Smoky Mountains Wildflowers: Columbine

Smoky Mountains Wildflowers: Columbine
Columbine (Aquilegia canadensis)
Columbine (Aquilegia canadensis) © William Britten use with permission only

Wild Columbine (Aquilegia canadensis) is a delicate and beautiful presence all along Little River Rd in the Smoky Mountains during April. Look opposite of the river, along the rock walls that border the road. Their pale orange and yellow colors actually blend into the surroundings as you drive by, but if you stop at almost any of the pullouts along the road, you will see plenty of Columbine. It can grow up to four feet tall, but most of the plants are closer to two feet.

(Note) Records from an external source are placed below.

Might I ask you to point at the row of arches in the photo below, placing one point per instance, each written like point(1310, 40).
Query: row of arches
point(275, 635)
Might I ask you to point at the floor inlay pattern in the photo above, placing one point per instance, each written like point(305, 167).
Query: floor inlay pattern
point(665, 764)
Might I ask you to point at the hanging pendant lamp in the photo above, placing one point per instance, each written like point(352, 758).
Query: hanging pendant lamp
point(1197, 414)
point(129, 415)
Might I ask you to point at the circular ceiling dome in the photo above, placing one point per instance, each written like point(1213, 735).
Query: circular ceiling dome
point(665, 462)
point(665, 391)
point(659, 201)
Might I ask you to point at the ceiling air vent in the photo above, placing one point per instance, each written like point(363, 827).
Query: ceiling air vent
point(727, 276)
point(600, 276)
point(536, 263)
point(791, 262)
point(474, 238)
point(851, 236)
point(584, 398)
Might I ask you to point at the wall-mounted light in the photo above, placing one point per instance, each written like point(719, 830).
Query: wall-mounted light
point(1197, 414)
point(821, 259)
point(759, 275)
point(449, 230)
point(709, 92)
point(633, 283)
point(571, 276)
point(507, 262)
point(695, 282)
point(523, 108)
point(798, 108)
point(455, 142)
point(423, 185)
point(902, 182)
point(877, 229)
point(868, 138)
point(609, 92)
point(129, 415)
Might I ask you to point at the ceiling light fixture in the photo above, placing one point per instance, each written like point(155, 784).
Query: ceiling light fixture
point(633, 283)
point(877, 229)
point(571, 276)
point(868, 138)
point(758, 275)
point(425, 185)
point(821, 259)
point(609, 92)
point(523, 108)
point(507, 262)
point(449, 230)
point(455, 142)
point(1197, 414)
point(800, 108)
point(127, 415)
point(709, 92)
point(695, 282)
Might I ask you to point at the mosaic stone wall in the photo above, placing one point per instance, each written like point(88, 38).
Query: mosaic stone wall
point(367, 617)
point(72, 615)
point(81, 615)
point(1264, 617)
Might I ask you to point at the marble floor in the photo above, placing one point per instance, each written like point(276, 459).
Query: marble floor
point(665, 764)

The common name Columbine means “dove,” and the genus name Aquilegia means “eagle.” These names allude to the upper part of the blossom, which resembles the talons of these birds. In fact, the Columbine was proposed as the National wildflower because of its eagle-like properties.

The deep blossoms are pollinated primarilly by hummingbirds.

Smoky Mountains Columbine (Aquilegia canadensis)
Smoky Mountains Columbine (Aquilegia canadensis) © William Britten use with permission only

For taking photos of Columbine, the dark backdrop of a rock wall makes for impressive contrast. In springtime, these walls often drip with seepage, making the wildflowers even more colorful and fresh.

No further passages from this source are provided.